- Born: March 1942 (age 84) Sialkot, British India (now in Pakistan)
- Education: California State University
- Occupation: Businessman
- Known for: Chairman and MD, Apollo Tyres
- Spouse: Taru Kanwar
- Children: 3
- Parent: Raunaq Singh

= Onkar Kanwar =

Indian businessman

Onkar Kanwar (born March 1942) is an Indian businessman, chairman of Apollo Tyres. He is also the chairman of Artemis Global Life Sciences, PTL Enterprises and Premedium Pharmaceuticals Pvt Ltd.

==Early life==
Onkar Kanwar is the eldest son of Raunaq Singh (1922-2002), the co-founder of Apollo Tyres, and his first wife.

==Career==
After his undergraduate degree in business administration and industrial engineering, Onkar worked as a salesman in Riverside, California working on estimates for different government contracts for about six months. He then worked for Abbey Etna Machine Company in Perrysburg, Ohio on the shop floor. The president of Etna Company after discussions with the Kanwar family and looking at the perseverance of Onkar invested money to start a new pipe factory in India.

Kanwar has grown Apollo Tyres from a small single-plant Indian company into a multinational with seven plants worldwide, and annual revenues in excess of US$3 billion. In June 2013, it was reported that Apollo Tyres would buy US-based Cooper Tire & Rubber Company for about $2.5 billion in a deal that would make it the world's seventh-largest tyre maker, but the takeover collapsed after legal battles.

Kanwar also owns speciality hospitals under the Artemis brand in northern India.

Kanwar was the president of Federation of Indian Chambers of Commerce & Industry for 2004-05. He is the chairman of the BRICS Business Council, India which was established during the Fifth BRICS Summit held in March 2013 in Durban, South Africa.

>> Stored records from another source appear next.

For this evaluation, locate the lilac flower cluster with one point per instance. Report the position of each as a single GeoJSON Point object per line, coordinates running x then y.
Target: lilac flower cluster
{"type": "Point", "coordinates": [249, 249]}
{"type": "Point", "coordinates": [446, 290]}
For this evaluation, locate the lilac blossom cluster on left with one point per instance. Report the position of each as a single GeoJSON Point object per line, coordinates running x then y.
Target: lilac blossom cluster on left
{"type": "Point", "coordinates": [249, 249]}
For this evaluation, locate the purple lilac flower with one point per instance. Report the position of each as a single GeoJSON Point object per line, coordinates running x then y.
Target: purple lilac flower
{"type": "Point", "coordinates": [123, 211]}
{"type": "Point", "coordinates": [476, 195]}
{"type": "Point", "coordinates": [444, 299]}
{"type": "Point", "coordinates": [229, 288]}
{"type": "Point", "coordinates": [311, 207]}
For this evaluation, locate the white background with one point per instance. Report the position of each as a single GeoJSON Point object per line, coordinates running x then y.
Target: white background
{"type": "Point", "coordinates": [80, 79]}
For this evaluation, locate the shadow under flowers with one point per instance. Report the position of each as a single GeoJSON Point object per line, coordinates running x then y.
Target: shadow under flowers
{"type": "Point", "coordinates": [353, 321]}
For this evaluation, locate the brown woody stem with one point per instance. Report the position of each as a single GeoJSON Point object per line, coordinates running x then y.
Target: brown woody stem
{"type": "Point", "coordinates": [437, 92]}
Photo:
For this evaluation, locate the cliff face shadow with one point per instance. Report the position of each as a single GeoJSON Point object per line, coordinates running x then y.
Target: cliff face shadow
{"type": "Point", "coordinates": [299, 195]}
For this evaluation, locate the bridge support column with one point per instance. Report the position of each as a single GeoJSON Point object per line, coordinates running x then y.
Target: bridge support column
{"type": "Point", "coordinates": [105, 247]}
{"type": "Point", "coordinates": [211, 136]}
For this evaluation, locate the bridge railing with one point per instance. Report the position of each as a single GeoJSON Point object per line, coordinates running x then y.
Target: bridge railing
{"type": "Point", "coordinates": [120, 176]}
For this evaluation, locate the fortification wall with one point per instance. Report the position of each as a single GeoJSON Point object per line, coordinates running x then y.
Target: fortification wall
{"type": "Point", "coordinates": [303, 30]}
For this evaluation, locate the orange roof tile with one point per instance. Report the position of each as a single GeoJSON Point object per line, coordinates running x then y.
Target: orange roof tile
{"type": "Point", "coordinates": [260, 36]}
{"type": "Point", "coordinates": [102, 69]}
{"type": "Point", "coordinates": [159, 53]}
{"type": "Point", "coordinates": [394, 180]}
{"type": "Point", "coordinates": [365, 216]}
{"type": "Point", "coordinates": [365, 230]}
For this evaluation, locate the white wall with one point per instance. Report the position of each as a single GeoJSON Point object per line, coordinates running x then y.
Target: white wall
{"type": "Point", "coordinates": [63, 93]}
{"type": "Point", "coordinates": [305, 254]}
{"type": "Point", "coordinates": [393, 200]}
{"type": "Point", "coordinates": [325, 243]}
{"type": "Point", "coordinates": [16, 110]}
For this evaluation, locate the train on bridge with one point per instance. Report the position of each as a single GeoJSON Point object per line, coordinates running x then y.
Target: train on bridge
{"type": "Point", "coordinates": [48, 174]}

Kanwar is the recipient of an Ernst and Young Entrepreneur of the Year Award for India, in the manufacturing category in 2012. In October 2018, Kanwar was awarded ‘Order of Merit’ of Hungary, in recognition of his work towards strengthening Hungarian-Indian economic relations through the company’s investment in Hungary, thereby helping create new jobs in Hungary In November 2018, Kanwar was conferred with Japanese honour 'Order of the Rising Sun', Gold and Silver Star. The honor, awarded by Prime Minister Shinzo Abe in the presence of Emperor Akihito, was in honor of Kanwar’s contributions towards strengthening the economic relations between Japan and India and for promoting Japanese companies’ entry into the Indian market.

==Personal life==
Kanwar is married, has three children, and lives in Delhi. His eldest child is his daughter Shalini who lives in Singapore. His elder son Raaja Kanwar, Chairman and Managing Director of Apollo International Limited and Apollo Supply Chain, leads a global conglomerate with diverse businesses in EPC, logistics, automotive components, retail and lifestyle industry and his younger son Neeraj Kanwar is vice-chairman and managing director of Apollo Tyres.

==Honours==
- Order of the Rising Sun, 2nd Class, Gold and Silver Star (2018)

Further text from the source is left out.